Herrera began his professional career in the United States in 1991 with the Houston Rockets, where he played until 1995, when the Rockets swept the Orlando Magic in four games to win their second straight NBA Championship. During the regular season of the two successful seasons combined, he averaged six points and four rebounds in roughly 20 minutes of play. While with the Rockets, Herrera was given the nickname "Amigo".

Afterwards, Herrera spent three seasons with the San Antonio Spurs, before splitting the final year of his NBA career, the lockout-shortened 1999 season, with the Vancouver Grizzlies and the Denver Nuggets.

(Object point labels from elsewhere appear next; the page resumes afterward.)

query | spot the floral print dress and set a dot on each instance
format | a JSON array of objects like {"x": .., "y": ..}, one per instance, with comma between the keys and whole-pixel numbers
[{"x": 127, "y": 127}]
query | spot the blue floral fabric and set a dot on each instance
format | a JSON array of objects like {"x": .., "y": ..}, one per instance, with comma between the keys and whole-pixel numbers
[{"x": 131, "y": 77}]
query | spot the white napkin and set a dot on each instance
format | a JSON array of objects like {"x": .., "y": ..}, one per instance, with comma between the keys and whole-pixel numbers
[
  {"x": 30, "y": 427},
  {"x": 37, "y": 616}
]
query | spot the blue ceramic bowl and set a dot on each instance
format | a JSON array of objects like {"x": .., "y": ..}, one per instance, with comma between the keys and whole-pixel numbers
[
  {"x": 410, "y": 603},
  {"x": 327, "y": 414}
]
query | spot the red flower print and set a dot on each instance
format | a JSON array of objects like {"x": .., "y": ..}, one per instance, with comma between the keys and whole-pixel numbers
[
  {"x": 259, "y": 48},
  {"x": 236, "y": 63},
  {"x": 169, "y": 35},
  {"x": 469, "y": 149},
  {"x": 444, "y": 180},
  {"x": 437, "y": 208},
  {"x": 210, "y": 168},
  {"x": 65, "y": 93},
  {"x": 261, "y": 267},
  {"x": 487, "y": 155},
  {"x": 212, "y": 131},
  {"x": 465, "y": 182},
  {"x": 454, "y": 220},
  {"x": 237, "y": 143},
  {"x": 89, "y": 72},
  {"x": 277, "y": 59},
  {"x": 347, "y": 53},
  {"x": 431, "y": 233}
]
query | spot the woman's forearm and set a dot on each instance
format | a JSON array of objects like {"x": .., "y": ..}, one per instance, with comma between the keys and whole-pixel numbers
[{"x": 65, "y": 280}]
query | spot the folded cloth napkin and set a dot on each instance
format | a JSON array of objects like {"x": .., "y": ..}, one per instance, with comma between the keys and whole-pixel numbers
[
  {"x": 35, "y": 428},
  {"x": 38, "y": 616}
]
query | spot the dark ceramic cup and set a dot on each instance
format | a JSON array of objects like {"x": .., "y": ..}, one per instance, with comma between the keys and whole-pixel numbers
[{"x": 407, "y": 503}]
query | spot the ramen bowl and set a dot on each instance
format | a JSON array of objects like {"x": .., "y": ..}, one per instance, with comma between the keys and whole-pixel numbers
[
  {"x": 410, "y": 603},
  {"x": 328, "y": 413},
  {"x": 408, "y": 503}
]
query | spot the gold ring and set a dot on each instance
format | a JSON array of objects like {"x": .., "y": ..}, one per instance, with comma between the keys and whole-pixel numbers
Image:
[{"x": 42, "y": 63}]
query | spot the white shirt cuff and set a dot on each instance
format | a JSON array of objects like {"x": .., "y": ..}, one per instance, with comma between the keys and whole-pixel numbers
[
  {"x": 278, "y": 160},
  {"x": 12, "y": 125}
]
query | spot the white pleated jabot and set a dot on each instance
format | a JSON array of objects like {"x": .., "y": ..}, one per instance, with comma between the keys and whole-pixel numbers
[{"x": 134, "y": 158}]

After wrapping up his NBA career, he rejoined the Venezuelan basketball league, where he began playing at the age of 16. Herrera was also a long-time member of the Venezuela national team. He participated in the 1992 Olympic Games, as well as in the World Championships 1990 and 2002. In 1991, he won the South America Championship with Venezuela.

Herrera later became a coach with Estudiantes de Guárico and Gigantes de Guayana.

In December 2014, he was wounded during a shooting at Margarita Island, which was described as an "apparent robbery attempt". Herrera was taken into intensive care.